Thursday, 3 December 2020
- Yesterday UK feed wheat futures (May-21) closed at £191.00/t, the fourth day of falls in a row. In the past two days, the value of the May-21 contract has fallen through the 20-day rolling average.
- The move lower in UK feed wheat futures follows recent strength in the value of sterling. Despite closing down yesterday, it still closed above the key 1 September resistance level against the dollar (£1=$1.3383). Further, sterling was back above that level as of 11.30am, at £1=$1.3428. This move follows optimism surrounding an EU-UK deal.
- Global grain markets have also lost ground in the past week, with an improved weather outlook in South America.
Are you thinking about new crop?
Over the past couple of months, we’ve seen significant rallies in the value of grain markets. These rallies have not been isolated to old crop values, with new crop (Nov-21) UK feed wheat futures closing yesterday at £158.15/t, £7.05/t above the start of the season.
Looking at new-crop values in a longer-term context, we can see that they are currently at the highest they have been at this point in the season, in the past five years. While the UK is set to see an increase in area, giving potential for price pressure, other Northern Hemisphere regions have not been without their challenges.
We have talked extensively in recent weeks about Black Sea crop conditions, and the potential for a smaller crop in Russia. Meanwhile, US winter wheat conditions, although improved on the week, are poorer on the year (46% Good or Excellent vs. 52% last year). These factors will now be priced in, and without fresh news, new crop markets could continue to drift into the New Year.
What do we need to look out for?
Old crop drivers will continue to be key, affecting the carry from old-crop to new-crop. Southern Hemisphere grain production and ongoing global import demand will need watching.
As far as domestic new crop goes, our next signal of how big the new crop could be will come on Friday, with the release of our Crop Progress Report – as at the end of November. Following this, attention will turn to the weather. Improved conditions could signal pressure for domestic new crop, depending on demand dynamics.
For global new crop, the weather watch will be in full flow. We will be looking to temperatures and snow cover in the Black Sea, for signs of potential impact on crops. Data from the European Centre for Medium-Range Weather Forecasts currently shows Ukraine and South West Russia overall, to be milder and drier than normal going into January.

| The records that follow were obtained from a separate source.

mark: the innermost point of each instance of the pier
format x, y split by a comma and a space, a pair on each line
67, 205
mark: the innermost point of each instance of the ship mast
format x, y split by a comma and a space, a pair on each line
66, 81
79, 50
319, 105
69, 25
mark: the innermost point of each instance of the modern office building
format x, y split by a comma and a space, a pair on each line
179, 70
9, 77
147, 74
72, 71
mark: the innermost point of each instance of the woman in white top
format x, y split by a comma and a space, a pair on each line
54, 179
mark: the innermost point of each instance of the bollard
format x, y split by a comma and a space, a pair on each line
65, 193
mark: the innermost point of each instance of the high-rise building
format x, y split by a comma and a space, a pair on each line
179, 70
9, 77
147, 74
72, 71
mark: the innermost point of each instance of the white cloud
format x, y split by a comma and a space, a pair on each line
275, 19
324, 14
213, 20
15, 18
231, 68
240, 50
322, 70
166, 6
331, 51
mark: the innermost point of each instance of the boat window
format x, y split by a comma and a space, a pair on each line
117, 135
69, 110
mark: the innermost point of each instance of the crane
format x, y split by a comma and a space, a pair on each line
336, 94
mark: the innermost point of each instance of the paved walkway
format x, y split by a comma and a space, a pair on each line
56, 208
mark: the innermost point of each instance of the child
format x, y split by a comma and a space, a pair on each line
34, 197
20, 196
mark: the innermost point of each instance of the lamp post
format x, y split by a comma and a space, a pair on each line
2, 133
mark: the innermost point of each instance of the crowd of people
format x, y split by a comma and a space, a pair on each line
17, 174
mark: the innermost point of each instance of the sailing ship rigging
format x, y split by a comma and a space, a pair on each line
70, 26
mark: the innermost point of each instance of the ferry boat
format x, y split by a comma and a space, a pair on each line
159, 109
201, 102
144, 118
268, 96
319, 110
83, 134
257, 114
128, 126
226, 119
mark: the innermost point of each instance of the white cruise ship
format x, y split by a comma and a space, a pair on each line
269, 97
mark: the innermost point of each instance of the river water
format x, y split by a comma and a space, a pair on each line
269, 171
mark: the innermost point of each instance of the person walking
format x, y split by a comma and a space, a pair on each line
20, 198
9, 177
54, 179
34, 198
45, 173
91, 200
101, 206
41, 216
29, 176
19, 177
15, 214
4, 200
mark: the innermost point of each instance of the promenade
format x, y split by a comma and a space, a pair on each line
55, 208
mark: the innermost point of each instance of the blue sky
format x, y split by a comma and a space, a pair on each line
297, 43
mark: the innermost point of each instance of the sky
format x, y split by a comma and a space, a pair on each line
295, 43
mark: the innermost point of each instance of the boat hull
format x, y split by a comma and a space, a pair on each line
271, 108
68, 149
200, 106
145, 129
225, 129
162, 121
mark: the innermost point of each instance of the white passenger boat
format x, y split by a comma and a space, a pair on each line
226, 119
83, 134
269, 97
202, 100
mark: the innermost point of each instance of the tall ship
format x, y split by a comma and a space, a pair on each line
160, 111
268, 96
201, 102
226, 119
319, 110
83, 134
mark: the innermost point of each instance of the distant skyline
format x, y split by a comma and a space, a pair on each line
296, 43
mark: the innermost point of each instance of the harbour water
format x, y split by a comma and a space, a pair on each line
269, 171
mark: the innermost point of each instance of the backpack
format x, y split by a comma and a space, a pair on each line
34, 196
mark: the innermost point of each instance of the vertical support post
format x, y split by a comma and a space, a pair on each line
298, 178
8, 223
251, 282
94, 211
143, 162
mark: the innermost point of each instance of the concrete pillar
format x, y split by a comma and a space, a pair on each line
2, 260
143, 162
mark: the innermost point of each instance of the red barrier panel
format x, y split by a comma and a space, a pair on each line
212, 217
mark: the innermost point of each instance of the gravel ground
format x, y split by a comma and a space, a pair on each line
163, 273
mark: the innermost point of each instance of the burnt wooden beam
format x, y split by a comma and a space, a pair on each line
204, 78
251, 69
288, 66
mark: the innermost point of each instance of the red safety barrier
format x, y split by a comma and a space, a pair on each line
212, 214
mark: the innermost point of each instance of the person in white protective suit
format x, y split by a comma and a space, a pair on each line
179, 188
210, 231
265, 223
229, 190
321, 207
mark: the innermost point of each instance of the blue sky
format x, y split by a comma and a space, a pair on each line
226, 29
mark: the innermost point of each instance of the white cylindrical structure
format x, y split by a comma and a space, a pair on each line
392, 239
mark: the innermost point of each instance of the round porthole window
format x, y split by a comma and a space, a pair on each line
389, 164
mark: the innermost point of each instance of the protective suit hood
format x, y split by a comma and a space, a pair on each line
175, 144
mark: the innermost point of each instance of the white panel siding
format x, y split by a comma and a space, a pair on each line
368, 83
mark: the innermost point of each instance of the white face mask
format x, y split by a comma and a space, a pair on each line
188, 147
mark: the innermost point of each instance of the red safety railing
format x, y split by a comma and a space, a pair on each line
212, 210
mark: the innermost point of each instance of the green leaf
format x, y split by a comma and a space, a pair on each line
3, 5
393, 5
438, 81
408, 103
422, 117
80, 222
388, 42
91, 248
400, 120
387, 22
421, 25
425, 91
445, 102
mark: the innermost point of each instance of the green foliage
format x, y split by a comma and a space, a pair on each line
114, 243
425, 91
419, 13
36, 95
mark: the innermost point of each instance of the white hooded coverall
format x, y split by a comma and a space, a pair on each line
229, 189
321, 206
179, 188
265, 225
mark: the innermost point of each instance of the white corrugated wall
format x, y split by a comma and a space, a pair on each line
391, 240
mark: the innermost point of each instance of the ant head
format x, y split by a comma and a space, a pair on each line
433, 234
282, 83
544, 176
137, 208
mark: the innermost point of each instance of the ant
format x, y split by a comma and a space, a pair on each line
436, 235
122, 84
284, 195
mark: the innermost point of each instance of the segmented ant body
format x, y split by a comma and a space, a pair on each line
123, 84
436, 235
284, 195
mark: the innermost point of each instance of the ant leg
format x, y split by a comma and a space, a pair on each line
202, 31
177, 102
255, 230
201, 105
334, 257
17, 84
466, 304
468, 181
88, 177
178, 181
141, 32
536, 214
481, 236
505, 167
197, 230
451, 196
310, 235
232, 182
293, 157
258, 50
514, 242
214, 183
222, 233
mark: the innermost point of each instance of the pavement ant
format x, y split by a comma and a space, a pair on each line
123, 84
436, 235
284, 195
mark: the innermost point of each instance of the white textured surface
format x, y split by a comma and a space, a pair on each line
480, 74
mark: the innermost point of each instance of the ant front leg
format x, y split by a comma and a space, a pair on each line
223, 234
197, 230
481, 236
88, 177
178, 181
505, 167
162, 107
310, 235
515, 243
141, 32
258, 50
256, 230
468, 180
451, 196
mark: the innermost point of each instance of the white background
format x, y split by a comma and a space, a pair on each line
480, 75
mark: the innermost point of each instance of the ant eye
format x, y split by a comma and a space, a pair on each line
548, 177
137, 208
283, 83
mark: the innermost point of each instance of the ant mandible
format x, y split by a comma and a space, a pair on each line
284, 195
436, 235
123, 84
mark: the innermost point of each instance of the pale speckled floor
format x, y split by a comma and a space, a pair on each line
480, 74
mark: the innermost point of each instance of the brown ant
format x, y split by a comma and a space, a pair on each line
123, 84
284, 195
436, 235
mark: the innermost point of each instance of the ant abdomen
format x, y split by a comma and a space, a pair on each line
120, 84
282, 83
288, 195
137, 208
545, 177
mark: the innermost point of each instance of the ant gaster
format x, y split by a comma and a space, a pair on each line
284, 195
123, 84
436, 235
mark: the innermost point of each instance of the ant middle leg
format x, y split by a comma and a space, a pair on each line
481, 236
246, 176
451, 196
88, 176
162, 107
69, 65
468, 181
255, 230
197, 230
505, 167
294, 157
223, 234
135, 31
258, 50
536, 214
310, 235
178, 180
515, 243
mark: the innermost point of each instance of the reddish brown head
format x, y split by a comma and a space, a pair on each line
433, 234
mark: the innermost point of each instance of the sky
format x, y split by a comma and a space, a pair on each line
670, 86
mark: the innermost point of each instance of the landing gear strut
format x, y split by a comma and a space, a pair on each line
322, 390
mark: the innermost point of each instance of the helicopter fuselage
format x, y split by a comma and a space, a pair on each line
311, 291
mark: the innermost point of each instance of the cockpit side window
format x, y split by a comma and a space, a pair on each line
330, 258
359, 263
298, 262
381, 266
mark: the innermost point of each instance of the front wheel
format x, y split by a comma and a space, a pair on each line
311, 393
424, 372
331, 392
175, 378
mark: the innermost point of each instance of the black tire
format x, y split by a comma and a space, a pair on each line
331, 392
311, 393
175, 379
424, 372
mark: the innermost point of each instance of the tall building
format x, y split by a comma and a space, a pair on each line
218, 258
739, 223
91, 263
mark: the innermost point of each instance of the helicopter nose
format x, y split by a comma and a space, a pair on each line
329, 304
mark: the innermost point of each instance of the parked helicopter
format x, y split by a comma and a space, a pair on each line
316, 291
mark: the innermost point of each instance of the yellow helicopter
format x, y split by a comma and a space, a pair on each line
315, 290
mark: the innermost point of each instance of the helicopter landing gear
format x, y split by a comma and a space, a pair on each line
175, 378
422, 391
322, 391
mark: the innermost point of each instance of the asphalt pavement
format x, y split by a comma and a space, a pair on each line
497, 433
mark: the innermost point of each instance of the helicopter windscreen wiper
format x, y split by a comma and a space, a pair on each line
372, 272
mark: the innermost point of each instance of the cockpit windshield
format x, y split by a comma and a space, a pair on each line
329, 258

For the US, we will continue to look at the US crop condition reports, although these typically stop in early December until April. Beyond that, the USDA seedings report for winter wheat is published in January, which gives the first indication of US wheat area.
What about new-new-crop?
Yesterday Nov-22, closed at £153.60/t, ahead of the five-year average of £144.07/t for similar contracts at the same time of year (i.e. Nov-21 on 2 Dec 2019). At this stage in the season Nov-22 futures are the wider futures complex.